Nonviable MHV/SCoV chimeric genomes have defects in RNA synthesis.

We examined the stage at which RNA replication or transcription of the nonviable chimeric genomes was blocked using a series of nested RT-PCR assays (summarized in Table 4). Replicate cultures of BHK-R cells were separately electroporated with in vitro-synthesized genomic RNAs corresponding to A59/SCoV-5′UTR, A59/SCoV-5′UTR/MHV-TRS, and A59/SCoV-SL3 chimeric genomes; the A59/nsp12-FS mutant genome (a frameshift mutant expected to abrogate the expression of proteins required for RNA replication); and parental MHV-A59 1000. RNAs were extracted from the electroporated cultures at 8 and 24 h p.e. As expected, nested RT-PCR analyses of RNA extracted from cells electroporated with the A59/nsp12-FS (Fig. 7B, lanes 1 and 2) mutant genome failed to detect minus-sense gRNA at either time point, whereas this RNA species was readily detected at both time points in cells electroporated with the MHV-A59 1000 genome (Fig. 7B, lanes 9 and 10). Minus-sense gRNA was undetectable in cells electroporated with the A59/SCoV-5′UTR chimera (Fig. 7B, lanes 3 and 4) but was detectable in cells electroporated with the A59/SCoV-5′UTR/MHV-TRS and A59/SCoV-SL3 chimeras (Fig. 7B, lanes 5 to 8).

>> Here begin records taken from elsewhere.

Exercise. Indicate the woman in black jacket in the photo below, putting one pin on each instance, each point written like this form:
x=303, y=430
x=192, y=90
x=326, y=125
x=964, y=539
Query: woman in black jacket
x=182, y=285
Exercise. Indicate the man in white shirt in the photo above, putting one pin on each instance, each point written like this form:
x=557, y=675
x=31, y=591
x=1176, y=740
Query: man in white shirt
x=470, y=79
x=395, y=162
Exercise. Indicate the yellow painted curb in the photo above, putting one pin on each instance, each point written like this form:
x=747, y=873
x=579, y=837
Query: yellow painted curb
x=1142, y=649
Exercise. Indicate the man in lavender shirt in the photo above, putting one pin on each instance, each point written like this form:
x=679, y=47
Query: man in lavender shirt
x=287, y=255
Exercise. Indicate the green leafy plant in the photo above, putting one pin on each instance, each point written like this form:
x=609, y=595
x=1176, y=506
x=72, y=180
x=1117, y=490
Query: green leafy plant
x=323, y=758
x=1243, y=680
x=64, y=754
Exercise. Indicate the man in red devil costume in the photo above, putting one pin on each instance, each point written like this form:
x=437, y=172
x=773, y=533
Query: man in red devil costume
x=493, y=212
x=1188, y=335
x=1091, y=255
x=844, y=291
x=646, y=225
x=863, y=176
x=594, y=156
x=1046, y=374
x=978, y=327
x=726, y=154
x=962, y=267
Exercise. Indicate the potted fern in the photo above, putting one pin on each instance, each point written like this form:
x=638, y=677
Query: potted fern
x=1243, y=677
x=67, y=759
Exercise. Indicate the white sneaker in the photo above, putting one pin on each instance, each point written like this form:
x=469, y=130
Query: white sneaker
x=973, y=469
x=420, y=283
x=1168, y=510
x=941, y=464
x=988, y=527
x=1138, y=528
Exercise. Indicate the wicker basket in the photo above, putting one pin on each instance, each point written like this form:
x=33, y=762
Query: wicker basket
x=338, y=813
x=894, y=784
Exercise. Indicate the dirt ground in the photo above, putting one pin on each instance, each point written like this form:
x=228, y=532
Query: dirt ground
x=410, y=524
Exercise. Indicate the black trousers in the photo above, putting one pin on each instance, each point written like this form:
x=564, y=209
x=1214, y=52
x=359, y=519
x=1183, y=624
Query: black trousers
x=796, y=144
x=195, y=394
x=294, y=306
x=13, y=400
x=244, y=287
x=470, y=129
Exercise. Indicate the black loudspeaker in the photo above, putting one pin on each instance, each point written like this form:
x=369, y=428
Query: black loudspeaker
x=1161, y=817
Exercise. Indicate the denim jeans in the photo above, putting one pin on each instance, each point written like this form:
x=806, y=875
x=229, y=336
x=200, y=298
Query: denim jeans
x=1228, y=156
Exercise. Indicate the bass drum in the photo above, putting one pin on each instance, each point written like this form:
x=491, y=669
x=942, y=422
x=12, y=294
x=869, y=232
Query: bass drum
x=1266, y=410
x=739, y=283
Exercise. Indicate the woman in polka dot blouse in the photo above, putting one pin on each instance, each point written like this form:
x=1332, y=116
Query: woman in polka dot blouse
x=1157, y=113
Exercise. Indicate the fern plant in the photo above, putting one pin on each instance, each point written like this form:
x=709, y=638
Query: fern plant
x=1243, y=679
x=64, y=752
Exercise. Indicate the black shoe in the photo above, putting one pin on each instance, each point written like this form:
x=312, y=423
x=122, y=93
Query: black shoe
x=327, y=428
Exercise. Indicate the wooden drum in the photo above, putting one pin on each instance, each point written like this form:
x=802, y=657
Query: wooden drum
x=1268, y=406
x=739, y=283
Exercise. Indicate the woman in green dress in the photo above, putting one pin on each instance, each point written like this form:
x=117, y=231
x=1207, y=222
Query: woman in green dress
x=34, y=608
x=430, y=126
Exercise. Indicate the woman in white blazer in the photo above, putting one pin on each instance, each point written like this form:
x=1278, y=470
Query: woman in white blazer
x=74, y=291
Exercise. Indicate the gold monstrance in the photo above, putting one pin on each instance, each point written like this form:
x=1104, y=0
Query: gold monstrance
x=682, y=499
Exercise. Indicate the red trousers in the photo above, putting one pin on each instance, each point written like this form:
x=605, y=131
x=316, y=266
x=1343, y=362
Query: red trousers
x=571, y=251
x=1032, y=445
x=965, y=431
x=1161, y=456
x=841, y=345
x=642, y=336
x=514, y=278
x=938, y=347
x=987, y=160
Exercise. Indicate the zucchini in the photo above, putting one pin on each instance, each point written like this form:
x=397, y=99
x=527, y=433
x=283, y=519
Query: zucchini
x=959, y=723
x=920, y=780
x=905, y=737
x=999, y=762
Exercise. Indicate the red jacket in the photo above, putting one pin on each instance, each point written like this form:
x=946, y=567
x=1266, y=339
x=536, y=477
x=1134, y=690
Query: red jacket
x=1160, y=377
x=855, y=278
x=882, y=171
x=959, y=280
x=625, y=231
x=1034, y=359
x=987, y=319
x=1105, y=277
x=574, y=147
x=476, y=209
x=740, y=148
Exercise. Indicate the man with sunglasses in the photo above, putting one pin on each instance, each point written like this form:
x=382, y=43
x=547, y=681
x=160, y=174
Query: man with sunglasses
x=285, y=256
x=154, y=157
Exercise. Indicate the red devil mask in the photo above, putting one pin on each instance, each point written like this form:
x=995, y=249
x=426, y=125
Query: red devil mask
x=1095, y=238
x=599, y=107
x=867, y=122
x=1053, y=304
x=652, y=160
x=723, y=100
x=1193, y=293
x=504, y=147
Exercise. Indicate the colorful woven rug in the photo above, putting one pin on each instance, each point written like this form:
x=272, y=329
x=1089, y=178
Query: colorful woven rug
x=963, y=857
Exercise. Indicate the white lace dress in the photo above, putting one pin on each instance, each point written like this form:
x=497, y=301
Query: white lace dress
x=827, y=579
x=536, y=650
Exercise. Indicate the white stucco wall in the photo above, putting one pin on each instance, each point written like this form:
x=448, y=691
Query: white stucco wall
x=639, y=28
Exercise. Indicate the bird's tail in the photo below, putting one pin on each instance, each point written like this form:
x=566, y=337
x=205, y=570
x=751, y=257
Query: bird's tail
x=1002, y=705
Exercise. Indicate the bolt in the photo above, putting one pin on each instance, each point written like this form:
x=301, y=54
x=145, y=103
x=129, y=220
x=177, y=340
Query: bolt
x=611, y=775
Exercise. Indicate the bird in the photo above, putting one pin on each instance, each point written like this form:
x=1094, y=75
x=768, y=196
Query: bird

Assays to detect plus- or minus-sense sgmRNA7s were similarly negative with RNAs obtained from cells electroporated with the A59/SCoV-5′UTR chimera (Fig. 7D, lanes 5 to 8) or the A59/nsp12-FS mutant (Fig. 7D, lanes 1 to 4), indicating that these genomes had global defects in RNA synthesis. The nested RT-PCR assay showed that at 24 h p.e., the A59/SCoV-5′UTR/MHV-TRS (Fig. 7D, lanes 9 to 12) and A59/SCoV-SL3 (Fig. 7D, lanes 13 to 16) chimeric genomes directed the synthesis of minus-sense gRNA at levels that appeared to be roughly similar to those observed in cells electroporated with wild-type MHV-A59 1000. Semiquantitative nested RT-PCR assays with serially diluted RNA templates confirmed that the cultures electroporated with the A59/SCoV-5′UTR/MHV-TRS and A59/SCoV-SL3 genomes contained amounts of minus-sense gRNA that were roughly equivalent to those of cells electroporated with MHV-A59 (data not shown). However, neither minus- nor plus-sense sgmRNA7 could be detected in cells electroporated with these two chimeric genomes (Fig. 7D, lanes 9 to 16), whereas these RNAs were easily detectable in cells electroporated with the parental MHV-A59 1000 genome (Fig. 7D, lanes 17 to 20).